Topics Covered In This Chapter:

· The sort() list method

· Getting rid of duplicate characters from a string

· The isupper() and islower() string methods

· Wrapper functions

“In my role as Wikileaks editor, I've been involved in fighting off many legal attacks. To do that, and keep our sources safe, we have had to spread assets, encrypt everything, and move telecommunications and people around the world to activate protective laws in different national jurisdictions.”

Julian Assange, editor-in-chief of Wikileaks

The transposition and affine ciphers have thousands of possible keys, but a computer can still brute-force through all of them easily. We’ll need a cipher that has so many possible keys, no computer can possibly brute-force through them all.

The simple substitution cipher is effectively invulnerable to a brute-force attack. Even if your computer could try out a trillion keys every second, it would still take twelve million years for it to try out every key.

The Simple Substitution Cipher with Paper and Pencil

To implement the simple substitution cipher, choose a random letter to encrypt each letter of the alphabet. Use each letter once and only once. The key will end up being a string of 26 letters of the alphabet in random order. There are 403,291,461,126,605,635,584,000,000 possible orderings for keys. (To see how this number was calculated, see http://invpy.com/factorial).

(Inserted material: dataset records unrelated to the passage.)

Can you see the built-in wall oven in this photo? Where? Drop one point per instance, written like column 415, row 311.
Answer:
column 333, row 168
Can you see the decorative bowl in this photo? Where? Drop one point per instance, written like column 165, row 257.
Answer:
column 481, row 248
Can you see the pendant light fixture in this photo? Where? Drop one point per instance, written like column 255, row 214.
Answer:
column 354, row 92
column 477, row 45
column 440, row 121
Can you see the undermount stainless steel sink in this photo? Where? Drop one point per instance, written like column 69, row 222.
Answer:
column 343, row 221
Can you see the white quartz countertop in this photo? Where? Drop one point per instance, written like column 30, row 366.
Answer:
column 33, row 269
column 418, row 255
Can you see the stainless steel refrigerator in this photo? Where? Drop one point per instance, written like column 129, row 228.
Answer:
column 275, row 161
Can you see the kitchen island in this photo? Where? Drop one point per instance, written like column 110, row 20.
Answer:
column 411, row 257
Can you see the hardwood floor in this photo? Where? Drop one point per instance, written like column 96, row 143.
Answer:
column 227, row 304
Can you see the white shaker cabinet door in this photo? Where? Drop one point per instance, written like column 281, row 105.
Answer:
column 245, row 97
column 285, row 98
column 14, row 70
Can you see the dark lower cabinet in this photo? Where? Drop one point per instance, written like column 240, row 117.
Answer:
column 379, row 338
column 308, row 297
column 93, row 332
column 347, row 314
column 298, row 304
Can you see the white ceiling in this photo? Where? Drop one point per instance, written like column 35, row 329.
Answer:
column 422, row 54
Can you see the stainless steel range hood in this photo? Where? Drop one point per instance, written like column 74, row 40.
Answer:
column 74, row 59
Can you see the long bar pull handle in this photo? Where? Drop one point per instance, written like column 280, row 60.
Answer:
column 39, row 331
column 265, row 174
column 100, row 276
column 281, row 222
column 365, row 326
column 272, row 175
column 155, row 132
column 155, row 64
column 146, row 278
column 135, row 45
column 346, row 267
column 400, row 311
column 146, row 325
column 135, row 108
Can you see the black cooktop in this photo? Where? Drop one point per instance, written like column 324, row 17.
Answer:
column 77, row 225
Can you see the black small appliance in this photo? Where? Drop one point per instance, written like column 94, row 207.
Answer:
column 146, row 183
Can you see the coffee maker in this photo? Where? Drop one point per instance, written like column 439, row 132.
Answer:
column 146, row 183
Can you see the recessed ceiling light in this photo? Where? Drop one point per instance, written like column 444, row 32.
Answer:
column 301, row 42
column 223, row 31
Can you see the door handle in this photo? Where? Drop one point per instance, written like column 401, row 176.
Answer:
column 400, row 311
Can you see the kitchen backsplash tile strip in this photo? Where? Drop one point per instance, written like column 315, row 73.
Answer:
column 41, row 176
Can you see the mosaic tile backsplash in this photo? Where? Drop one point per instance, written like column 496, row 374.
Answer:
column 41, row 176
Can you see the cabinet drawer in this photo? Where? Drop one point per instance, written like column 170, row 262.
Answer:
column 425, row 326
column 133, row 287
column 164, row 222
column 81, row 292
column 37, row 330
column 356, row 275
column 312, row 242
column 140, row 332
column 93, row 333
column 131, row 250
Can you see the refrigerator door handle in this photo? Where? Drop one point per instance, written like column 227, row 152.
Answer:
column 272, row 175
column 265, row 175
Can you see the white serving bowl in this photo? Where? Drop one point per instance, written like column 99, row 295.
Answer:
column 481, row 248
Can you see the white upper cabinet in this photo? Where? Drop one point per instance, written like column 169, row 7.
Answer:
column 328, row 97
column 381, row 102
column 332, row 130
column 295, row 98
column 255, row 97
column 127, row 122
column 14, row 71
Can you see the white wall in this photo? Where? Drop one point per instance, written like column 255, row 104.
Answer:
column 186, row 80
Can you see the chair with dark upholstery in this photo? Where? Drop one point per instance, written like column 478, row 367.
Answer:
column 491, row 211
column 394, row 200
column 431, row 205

Let’s do the simple substitution cipher with paper and pencil first. For example, let’s encrypt the message, “Attack at dawn.” with the key VJZBGNFEPLITMXDWKQUCRYAHSO. First write out the letters of the alphabet and then write the key underneath it.

A

B

C

D

E

F

G

H

I

J

K

L

M

N

O

P

Q

R

S

T

U

V

W

X

Y

Z

V

J

Z

B

G

N

F

E

P

L

I

T

M

X

D

W

K

Q

U

C

R

Y

A

H

S

O

To encrypt a message, find the letter from the plaintext in the top row and substitute it with the letter in the bottom row. A encrypts to V, and T encrypts to C, C encrypts to Z, and so on. So the message “Attack at dawn.” encrypts to “Vccvzi vc bvax.”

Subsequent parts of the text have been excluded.